Is it possible to determine the mailserver software (MTA) used based on a domain?

Given the domain from the MX record, is it possible to get the name of the mailserver software (MTA) used on this server?

Example

MX record for gmail.com returns (among others) gmail-smtp-in.l.google.com. Is there a way to find out if Google is using e.g. postfix, exim, ...?

Solution 1:

You can not reliably determine all software used by arbitrary recipients, but you can with some certainty attribute most - if you are able to connect^‡ to the server and run some tests. The server name as published in the MX record alone usually includes no information whatsoever about the software used.
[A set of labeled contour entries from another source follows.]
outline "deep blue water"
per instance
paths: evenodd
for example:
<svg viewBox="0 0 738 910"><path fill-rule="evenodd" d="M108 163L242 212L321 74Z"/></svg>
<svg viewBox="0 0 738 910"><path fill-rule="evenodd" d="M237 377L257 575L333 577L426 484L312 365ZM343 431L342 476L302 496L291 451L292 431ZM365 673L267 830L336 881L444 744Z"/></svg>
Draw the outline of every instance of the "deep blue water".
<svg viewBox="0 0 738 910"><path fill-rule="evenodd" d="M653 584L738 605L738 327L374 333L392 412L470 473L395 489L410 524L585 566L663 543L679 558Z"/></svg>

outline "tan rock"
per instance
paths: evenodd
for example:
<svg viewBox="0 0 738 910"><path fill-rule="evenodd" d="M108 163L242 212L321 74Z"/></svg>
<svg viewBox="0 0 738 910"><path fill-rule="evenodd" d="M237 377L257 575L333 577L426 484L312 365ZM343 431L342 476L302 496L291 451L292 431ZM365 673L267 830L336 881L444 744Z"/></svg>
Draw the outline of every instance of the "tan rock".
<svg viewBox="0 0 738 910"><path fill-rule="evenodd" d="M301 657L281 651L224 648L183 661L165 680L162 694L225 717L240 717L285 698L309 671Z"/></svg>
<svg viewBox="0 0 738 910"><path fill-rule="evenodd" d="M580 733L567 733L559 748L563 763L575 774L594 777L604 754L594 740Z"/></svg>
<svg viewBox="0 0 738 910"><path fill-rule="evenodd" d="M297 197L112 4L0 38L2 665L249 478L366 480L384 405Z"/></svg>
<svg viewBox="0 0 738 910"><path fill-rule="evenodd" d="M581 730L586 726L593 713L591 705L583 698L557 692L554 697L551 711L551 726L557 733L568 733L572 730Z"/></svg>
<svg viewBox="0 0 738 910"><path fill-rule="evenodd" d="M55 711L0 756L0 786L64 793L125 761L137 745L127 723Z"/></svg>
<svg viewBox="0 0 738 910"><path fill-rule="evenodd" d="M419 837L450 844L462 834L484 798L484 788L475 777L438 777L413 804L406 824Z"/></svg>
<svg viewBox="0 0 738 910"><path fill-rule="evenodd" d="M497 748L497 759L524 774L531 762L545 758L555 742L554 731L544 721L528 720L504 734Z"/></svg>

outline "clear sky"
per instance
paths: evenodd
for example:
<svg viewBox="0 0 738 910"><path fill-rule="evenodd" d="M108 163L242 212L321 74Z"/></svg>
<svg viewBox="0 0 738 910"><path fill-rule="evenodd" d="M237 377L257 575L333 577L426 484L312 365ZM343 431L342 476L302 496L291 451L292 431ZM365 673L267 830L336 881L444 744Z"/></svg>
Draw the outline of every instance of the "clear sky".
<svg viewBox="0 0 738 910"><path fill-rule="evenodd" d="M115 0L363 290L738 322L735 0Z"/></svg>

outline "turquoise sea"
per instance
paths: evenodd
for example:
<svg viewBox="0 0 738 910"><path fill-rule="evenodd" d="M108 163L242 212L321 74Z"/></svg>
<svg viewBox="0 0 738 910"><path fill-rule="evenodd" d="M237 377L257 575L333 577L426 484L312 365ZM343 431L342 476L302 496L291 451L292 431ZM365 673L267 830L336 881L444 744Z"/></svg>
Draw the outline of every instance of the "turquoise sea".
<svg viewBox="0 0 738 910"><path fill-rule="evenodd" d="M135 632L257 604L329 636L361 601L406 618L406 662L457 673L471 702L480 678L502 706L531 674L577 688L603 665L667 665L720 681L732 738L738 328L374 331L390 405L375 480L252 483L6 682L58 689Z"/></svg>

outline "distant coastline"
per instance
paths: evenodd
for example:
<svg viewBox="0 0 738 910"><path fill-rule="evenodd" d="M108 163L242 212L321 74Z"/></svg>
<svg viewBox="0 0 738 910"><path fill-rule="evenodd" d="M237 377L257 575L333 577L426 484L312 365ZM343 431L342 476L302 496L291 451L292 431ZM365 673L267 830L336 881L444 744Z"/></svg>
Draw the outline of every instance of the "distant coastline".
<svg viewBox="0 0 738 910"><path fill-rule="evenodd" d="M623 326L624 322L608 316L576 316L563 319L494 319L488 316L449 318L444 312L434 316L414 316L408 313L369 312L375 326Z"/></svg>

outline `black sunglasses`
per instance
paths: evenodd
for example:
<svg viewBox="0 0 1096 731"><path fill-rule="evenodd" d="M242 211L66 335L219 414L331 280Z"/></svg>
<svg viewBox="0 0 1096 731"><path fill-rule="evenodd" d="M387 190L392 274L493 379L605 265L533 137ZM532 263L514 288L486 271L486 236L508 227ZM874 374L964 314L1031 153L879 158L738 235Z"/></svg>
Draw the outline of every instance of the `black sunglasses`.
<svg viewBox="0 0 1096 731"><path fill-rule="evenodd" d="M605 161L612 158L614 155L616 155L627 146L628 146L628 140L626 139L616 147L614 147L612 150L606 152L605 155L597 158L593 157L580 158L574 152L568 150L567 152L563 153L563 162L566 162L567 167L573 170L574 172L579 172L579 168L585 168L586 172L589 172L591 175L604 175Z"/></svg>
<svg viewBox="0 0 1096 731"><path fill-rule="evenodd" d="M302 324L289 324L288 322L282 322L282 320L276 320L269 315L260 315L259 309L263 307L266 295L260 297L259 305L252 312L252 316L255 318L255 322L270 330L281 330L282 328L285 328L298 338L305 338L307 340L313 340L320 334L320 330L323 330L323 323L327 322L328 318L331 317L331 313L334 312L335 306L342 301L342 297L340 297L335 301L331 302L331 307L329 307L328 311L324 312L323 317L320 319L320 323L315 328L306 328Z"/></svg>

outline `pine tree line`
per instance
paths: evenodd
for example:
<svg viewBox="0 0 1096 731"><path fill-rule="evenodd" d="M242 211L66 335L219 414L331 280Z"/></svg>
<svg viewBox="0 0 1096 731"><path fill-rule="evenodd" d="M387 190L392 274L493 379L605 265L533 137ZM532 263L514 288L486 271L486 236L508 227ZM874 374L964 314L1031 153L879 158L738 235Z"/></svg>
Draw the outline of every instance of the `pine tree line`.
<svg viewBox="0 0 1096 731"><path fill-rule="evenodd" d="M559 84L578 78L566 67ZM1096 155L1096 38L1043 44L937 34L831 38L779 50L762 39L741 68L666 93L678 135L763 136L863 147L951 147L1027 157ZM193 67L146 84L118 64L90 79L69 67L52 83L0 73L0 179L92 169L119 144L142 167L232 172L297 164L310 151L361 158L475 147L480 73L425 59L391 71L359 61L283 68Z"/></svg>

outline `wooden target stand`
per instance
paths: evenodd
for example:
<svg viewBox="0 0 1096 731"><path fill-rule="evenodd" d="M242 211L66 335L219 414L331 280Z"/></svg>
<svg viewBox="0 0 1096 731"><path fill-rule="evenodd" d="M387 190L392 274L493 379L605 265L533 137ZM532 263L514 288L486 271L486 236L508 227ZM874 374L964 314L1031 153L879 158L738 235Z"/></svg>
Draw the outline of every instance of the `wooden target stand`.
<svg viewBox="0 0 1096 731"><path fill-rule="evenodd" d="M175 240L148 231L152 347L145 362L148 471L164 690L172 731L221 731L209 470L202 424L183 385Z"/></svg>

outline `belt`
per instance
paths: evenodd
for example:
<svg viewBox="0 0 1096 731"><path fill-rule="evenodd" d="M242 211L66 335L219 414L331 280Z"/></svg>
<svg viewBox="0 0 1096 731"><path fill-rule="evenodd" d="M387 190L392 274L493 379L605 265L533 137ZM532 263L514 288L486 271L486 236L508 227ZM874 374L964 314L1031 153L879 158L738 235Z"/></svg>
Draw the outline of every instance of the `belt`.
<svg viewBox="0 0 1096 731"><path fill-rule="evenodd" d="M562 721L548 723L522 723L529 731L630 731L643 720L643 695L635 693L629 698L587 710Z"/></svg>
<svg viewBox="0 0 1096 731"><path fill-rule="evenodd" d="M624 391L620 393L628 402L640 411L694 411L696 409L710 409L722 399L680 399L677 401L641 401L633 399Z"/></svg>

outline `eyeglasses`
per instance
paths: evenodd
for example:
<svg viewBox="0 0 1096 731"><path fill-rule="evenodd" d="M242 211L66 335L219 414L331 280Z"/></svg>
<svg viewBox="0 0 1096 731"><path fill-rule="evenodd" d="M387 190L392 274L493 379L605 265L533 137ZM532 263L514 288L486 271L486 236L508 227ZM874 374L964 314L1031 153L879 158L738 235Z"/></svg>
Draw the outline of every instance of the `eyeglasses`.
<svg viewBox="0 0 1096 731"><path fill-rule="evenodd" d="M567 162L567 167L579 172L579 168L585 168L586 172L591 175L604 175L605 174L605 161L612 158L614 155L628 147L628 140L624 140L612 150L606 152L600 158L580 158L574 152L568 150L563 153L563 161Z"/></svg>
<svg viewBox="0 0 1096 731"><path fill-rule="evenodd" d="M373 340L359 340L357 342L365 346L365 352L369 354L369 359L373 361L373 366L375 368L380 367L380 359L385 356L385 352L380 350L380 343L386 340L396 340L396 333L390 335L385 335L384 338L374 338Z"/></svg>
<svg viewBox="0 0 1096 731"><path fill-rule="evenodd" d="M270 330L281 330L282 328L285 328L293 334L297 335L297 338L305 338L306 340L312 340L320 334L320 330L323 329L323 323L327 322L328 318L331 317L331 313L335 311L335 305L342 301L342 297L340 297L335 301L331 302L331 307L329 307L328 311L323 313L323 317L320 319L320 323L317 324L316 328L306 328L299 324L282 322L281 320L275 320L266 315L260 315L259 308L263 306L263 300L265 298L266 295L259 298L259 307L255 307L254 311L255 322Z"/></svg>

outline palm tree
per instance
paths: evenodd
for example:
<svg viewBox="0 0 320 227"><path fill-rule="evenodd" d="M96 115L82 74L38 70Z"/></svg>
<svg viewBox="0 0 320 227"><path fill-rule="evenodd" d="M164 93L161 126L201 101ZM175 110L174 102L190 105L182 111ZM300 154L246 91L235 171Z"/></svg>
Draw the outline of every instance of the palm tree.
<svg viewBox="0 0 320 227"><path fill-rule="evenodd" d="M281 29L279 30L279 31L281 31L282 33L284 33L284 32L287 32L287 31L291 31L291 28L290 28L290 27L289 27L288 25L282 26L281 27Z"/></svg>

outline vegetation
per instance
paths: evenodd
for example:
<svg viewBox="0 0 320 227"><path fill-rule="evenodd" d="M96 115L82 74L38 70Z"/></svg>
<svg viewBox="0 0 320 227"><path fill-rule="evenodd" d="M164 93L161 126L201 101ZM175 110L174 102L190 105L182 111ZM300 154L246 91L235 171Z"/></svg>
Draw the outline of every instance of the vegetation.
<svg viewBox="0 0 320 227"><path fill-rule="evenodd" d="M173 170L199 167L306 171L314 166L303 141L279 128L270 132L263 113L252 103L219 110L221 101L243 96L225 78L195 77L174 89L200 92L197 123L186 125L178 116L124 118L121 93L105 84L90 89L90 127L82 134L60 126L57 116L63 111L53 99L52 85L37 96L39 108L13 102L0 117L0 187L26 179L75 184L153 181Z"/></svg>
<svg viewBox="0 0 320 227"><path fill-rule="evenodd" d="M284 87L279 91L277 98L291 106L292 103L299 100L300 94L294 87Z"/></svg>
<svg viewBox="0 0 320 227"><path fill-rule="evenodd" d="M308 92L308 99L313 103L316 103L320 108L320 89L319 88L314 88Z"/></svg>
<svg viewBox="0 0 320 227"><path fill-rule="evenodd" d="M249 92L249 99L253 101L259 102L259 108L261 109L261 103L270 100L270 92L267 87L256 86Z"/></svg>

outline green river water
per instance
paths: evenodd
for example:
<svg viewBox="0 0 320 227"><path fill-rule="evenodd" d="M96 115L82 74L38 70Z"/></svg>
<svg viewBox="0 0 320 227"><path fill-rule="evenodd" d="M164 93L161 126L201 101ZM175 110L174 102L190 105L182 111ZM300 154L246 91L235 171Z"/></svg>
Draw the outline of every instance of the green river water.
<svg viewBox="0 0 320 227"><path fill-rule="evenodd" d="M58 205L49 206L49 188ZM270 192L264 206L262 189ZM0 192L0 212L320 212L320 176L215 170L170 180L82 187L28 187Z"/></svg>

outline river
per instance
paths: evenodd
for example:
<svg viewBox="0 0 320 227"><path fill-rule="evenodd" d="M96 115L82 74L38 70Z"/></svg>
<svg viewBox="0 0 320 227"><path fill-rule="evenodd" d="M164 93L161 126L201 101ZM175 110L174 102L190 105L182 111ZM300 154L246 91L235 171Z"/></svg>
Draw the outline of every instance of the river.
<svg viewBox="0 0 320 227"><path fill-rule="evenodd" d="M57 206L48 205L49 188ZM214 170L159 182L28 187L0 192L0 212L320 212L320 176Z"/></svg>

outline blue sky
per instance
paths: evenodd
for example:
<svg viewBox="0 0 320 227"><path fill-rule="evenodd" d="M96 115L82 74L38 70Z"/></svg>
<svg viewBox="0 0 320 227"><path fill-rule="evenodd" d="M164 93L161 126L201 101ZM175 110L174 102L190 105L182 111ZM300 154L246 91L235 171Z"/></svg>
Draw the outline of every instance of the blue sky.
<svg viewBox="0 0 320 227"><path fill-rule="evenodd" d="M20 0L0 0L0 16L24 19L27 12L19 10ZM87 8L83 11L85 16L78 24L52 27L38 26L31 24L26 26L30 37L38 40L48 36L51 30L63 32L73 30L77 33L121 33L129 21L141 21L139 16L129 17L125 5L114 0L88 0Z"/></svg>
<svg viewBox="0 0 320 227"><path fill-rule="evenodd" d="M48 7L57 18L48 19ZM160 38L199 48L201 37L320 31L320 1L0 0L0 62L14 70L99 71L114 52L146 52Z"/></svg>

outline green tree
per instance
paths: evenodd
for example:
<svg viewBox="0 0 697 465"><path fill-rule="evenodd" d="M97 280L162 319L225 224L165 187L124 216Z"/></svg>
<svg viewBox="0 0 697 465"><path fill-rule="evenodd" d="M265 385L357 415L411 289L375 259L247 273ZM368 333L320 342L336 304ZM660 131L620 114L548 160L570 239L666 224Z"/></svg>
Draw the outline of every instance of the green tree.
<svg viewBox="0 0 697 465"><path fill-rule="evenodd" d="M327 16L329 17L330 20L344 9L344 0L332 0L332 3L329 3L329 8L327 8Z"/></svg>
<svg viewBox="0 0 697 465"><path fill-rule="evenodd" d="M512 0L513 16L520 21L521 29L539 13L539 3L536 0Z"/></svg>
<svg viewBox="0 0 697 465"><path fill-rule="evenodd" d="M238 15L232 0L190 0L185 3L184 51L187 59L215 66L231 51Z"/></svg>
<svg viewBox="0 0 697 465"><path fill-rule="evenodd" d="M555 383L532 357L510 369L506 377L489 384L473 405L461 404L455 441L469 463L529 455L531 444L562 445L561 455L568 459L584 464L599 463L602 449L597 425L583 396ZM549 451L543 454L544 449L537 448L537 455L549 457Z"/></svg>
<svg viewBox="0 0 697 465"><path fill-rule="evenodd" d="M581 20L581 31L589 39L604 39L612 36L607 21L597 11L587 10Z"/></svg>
Things that commonly help you guess:

• when connecting, the greeting (code 220) will often quite literally spell out Postfix
• common error messages are not strictly standardized - deliberately triggering such error (e.g. syntax, non-existing address, ..) will often return a message unique to one software
• many providers will publish what they use (almost have to, in order to hire specialists)

Things you cannot easily determine:

• providers, even when they do use common and publicly available software, might have applied substantial local customizations
• additional mail exchanges running behind the one you directly con
• deliberately changing behaviour for uncommonly legitimate situations in order to spend less resources on spammers & bots (see "tarpit", "honeypot", ..)

‡ Note that the poking around to collect enough data to gather a good fingerprint is considered abusive by many. If you local law or your ISP considers this abusive, too, this might get you shut down. You might, however, find all the information you need stored in network scanner databases (e.g. Shodan) without having to acquire own data.